Confusión en el centro de reciclaje

El incidente ocurrió en un centro de eliminación de residuos en Écublens, donde el jubilado, Marc-André C., introdujo una botella de PET dentro de una bolsa que contenía plásticos duros. Según el hombre, creía que podía hacerlo de buena fe porque en otras ocasiones así se hace. Un empleado del centro presenció la acción, anotó sus datos y comenzó el procedimiento sancionador.

Sanción económica y rechazo a la multa

La multa fue de 240 francos: 90 por contaminación y 150 por honorarios administrativos. Marc-André explicó a medios locales que siempre ha sido muy cuidadoso reciclando, participando incluso en recogidas de botellas y latas.
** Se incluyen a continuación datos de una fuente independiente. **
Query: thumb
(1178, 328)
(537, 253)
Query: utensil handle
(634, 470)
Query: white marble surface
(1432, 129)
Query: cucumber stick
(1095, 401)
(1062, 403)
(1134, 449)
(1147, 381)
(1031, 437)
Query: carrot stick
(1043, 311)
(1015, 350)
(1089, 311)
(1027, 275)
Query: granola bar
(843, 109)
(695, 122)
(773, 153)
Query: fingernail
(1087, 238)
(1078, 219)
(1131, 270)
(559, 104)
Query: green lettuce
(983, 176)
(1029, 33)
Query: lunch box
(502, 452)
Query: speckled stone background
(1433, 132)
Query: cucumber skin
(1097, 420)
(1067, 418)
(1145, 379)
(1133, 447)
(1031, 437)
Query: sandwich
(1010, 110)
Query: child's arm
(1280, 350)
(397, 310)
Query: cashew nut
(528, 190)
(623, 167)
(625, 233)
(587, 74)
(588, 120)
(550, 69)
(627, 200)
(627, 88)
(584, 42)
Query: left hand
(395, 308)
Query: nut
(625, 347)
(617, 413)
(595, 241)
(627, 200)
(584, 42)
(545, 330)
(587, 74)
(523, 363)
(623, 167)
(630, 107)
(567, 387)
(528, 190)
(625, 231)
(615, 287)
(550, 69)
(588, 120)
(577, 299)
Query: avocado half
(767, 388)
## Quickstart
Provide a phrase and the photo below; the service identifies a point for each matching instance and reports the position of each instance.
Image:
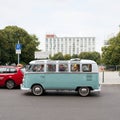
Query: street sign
(18, 48)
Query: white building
(69, 45)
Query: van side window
(86, 67)
(75, 67)
(63, 67)
(51, 67)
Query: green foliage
(111, 53)
(67, 57)
(9, 37)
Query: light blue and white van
(77, 75)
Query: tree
(67, 57)
(111, 53)
(9, 37)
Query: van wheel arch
(37, 89)
(83, 90)
(10, 84)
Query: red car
(10, 76)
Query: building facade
(69, 45)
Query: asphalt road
(20, 105)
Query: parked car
(10, 76)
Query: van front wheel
(37, 90)
(83, 91)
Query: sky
(64, 18)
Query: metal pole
(18, 55)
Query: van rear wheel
(37, 90)
(83, 91)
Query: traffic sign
(18, 48)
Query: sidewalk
(109, 77)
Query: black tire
(37, 90)
(10, 84)
(83, 91)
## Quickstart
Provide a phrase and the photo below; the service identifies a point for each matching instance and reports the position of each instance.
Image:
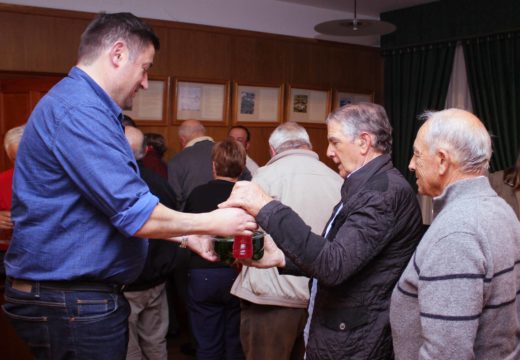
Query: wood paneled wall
(45, 41)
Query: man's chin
(127, 106)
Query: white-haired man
(458, 297)
(274, 310)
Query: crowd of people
(100, 223)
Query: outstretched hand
(248, 196)
(273, 256)
(232, 221)
(202, 245)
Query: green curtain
(416, 79)
(493, 67)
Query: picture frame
(344, 97)
(257, 103)
(150, 106)
(203, 100)
(309, 105)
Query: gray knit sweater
(458, 298)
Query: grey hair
(13, 136)
(288, 136)
(365, 117)
(454, 131)
(189, 128)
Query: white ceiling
(285, 17)
(370, 8)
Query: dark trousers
(67, 324)
(214, 314)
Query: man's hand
(202, 245)
(5, 220)
(248, 196)
(232, 221)
(273, 256)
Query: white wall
(270, 16)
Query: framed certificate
(308, 105)
(150, 106)
(342, 98)
(203, 100)
(257, 104)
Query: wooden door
(19, 94)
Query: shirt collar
(77, 73)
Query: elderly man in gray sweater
(458, 296)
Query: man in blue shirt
(80, 207)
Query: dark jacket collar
(355, 181)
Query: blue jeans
(214, 314)
(65, 324)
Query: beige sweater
(298, 179)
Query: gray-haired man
(458, 297)
(366, 245)
(275, 308)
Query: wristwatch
(184, 242)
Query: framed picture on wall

Sin embargo, no recibió una advertencia previa, sino la multa directamente, lo que le sorprendió y lamentó.

Estrictas normas suizas de reciclaje

En Suiza, las multas por errar en la separación de residuos pueden ser elevadas. En otras ciudades como Lausana y Ginebra, las sanciones oscilan entre 150 y 200 francos suizos. Algunas localidades imponen multas de hasta 1.000 francos dependiendo de la gravedad de la infracción. Las autoridades locales subrayan que cualquier violación, intencionada o no, al reglamento puede ser sancionada de esta forma.

Decisión de cumplir prisión

Ante la imposibilidad de pagar o no querer hacerlo, Marc-André optó por cumplir un día en prisión, afirmando que tiene tiempo para ello. Esta decisión ha generado debate sobre la severidad de estas normas en el país, que pese a sus exigencias, ha logrado destacarse internacionalmente por su alto nivel de reciclaje.